New Debt

music therapy

Image by emanuela franchini via Flickr

For the first time in 2 years(almost to the day), I am acquiring new debt that I can’t afford to pay off immediately.  On a credit card.

Last Thursday, my son entered vision therapy.  He has what is commonly known as a “lazy eye”, but is more properly called a “wandering eye”.  His eyes don’t always lock on to whatever he is looking at.  Instead, one of his eyes will (occasionally, but not always) drift to the side and shut off.  His brain doesn’t interpret the signals from that eye.

We had two sessions of tests to diagnose the specific problems: $350.

We will have 28 weekly sessions of therapy @ $140 per session:  $3920

There is an equipment fee: $85

That’s a total of $4355 over the next 7 months.

Insurance covers some of it, but the therapist is out-of-network, so it’s “pay first, get reimbursed later from the insurance company”.  If we pay up front, we get 1 session free, bringing the price to $4215, minus insurance.

I have a health savings account that I have been trying to max out to cover this, to make my payments all pre-tax.  I haven’t been able to get enough in there, yet.  In fact, since I don’t have my kids on my insurance, my maximum HSA contribution is $3050.
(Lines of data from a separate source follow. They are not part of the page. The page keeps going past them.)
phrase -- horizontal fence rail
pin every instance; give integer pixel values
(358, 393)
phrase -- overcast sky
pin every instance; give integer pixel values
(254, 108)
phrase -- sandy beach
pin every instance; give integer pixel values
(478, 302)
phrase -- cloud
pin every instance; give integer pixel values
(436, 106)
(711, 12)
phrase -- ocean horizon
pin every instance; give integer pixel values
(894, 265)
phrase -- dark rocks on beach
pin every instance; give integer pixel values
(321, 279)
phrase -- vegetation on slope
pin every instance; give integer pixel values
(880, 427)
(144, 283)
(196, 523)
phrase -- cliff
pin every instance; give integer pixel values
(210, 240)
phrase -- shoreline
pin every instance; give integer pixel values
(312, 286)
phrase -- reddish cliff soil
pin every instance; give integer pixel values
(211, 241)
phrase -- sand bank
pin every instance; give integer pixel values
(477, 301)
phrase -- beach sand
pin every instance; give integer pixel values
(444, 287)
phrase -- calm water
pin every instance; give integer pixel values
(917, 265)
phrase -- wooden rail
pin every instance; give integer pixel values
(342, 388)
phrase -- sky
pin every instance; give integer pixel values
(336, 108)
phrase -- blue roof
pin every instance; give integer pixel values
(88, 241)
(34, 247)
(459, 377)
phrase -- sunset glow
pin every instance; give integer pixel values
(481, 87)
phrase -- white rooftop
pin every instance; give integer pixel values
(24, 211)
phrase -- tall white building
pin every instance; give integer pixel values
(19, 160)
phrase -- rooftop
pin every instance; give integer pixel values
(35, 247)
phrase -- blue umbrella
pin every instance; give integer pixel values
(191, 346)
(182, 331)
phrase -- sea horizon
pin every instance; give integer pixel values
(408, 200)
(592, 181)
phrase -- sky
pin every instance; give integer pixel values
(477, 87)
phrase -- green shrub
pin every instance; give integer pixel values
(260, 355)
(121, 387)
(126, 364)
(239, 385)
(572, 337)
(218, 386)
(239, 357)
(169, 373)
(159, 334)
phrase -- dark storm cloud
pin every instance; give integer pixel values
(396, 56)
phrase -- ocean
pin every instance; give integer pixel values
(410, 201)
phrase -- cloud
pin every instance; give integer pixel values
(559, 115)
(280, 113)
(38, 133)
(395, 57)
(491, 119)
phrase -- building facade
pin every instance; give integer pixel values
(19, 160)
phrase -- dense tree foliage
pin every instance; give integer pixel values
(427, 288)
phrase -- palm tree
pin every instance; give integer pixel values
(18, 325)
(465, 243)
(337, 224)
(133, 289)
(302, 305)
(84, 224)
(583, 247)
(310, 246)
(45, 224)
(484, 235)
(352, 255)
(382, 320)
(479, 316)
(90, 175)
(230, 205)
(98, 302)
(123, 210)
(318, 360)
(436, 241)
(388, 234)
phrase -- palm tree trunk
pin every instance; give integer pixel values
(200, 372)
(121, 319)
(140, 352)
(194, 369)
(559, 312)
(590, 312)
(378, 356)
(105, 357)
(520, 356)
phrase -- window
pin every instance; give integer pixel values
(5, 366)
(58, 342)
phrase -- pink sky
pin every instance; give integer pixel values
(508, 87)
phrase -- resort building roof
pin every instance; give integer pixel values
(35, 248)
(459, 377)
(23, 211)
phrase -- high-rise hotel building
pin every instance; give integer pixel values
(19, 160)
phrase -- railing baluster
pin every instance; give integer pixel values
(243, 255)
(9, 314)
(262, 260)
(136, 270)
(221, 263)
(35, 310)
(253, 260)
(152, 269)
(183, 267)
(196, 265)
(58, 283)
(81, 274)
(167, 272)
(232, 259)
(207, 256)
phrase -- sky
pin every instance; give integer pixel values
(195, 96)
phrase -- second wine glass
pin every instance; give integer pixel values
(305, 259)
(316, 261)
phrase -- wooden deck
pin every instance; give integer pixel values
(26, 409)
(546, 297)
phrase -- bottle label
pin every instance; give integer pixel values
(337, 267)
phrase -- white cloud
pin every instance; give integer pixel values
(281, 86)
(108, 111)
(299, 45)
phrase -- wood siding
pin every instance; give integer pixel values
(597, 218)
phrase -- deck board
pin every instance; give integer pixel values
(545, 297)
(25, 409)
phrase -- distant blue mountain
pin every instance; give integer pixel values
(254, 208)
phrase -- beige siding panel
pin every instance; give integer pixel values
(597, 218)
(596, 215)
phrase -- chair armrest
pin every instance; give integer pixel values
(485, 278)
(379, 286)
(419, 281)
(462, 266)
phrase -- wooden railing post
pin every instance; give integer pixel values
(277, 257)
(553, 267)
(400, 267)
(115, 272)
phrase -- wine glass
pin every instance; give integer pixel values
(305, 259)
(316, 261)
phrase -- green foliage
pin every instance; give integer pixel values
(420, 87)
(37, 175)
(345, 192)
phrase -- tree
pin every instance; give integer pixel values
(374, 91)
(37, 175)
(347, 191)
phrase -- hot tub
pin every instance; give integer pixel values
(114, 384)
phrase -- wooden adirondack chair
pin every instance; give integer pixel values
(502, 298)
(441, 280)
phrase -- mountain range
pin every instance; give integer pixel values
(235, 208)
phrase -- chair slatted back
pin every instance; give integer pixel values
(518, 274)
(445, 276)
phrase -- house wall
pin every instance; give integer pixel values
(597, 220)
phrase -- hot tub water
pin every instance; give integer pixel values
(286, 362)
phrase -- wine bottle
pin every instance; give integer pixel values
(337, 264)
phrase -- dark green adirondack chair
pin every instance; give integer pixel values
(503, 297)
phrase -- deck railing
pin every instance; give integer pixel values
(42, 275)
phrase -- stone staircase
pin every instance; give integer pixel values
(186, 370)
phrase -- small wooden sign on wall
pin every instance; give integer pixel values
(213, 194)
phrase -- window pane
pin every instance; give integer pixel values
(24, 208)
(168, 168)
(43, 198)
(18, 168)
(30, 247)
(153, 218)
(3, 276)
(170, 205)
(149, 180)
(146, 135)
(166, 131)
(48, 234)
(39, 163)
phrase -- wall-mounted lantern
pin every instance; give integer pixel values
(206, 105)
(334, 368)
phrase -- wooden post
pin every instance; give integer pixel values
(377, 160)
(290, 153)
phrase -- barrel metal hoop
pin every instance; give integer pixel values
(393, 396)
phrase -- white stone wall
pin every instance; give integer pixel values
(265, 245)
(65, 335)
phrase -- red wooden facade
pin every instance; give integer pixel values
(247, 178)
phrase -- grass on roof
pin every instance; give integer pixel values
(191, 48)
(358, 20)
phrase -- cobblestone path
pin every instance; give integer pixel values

Since finding out that vision therapy was going to be necessary, I have managed to save $1000 in cash, and about $1500 in my HSA.   That’s $2500 of a $4215 bill, leaving $1715 that I still need to be able to cover.

Here is my plan:

We’re charging the entire $4215 at 11.9% interest on a card with a 2% travel rewards program.  This will give me $84.30 worth of travel rewards good for reimbursing any travel expenses.

I will immediately pay off $1000 from cash savings.

I will also immediately file for an insurance reimbursement, which will cover 80% – $500, or $2972 minus a bit.   Our insurance got a waiver on the pseudo-wonderful healthcare fraud act on the grounds that the plan sucks so bad that it would cost too much to comply with the law.  No joke.  I’m expecting about a $2500 reimbursement, and I have no idea how long that takes.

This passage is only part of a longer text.